Balancing Growth and Defense: miRNA-Mediated Regulation of Phosphorus Metabolism and Pathogen Resistance in Soybean Under Variable Light Conditions

This study reveals the molecular mechanisms by which soybeans dynamically balance phosphorus uptake and disease resistance through microRNAs. Under normal light conditions, during the early stages of SMV infection (3 dpi), miR397a promotes lignin synthesis by inhibiting laccase activity, thereby increasing disease resistance. In contrast, shading upregulated miR397a expression, weakening lignin-mediated defense. Phosphorus uptake is environmentally regulated: shading significantly increases the root phosphorus content, whereas viral infection only enhances early phosphorus absorption under normal light conditions. MiR399j negatively regulates the GmPHT1-4 gene, inhibiting phosphorus uptake under normal light at 3 dpi, with its expression decreasing by 10 dpi, leading to reduced phosphorus acquisition.

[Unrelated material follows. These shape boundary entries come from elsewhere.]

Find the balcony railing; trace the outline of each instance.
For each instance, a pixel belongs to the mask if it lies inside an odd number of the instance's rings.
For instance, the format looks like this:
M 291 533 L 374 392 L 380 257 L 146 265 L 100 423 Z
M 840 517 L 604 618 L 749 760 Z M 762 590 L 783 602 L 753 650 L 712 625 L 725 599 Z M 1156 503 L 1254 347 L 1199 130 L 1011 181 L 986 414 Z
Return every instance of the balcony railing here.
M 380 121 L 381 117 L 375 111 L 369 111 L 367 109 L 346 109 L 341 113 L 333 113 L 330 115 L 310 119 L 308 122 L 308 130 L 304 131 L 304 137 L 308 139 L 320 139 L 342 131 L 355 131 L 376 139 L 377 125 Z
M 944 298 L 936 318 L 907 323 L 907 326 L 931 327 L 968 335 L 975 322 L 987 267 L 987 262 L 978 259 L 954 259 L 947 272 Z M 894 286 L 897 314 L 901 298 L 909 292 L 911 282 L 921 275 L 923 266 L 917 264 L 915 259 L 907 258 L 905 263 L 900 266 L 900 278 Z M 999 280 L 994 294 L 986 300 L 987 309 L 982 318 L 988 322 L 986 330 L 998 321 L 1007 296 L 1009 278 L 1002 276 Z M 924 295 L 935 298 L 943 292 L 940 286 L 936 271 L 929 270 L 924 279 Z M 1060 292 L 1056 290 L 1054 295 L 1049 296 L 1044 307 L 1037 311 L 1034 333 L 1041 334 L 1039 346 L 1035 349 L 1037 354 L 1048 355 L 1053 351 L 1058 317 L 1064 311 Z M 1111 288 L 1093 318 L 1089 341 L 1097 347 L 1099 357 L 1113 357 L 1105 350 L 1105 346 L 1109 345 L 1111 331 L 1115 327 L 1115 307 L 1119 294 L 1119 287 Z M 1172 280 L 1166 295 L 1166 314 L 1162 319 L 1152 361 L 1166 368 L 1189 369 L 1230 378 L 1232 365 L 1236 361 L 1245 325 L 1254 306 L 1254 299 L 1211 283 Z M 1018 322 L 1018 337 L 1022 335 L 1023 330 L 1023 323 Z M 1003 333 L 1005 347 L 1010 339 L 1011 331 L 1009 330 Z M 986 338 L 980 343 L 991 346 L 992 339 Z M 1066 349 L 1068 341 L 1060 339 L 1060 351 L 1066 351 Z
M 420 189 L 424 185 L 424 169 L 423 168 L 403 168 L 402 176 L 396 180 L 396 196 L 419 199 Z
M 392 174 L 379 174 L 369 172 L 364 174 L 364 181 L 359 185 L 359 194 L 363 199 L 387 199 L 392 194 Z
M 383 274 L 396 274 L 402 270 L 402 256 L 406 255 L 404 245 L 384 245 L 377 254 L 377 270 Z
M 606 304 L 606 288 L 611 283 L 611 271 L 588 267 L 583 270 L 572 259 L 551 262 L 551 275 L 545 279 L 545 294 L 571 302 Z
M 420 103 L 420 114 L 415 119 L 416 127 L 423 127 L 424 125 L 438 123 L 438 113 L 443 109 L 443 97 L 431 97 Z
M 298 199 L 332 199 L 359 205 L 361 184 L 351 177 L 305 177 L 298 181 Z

Genetic analysis confirmed a positive correlation between defense activation and root phosphorus accumulation, indicating that under normal light, soybean plants prioritize coordinating early defense with phosphorus uptake, whereas shading promotes phosphorus accumulation to support growth. The hormone signaling network shows spatiotemporal-specific regulation, activating defense early under normal light and inhibiting related pathways under shading. This research elucidates the plasticity of resource allocation in soybeans under biotic and abiotic stresses, providing a theoretical basis for breeding resilient high-yield varieties. These findings are important for guiding the optimization of crop adaptability in intercropping systems.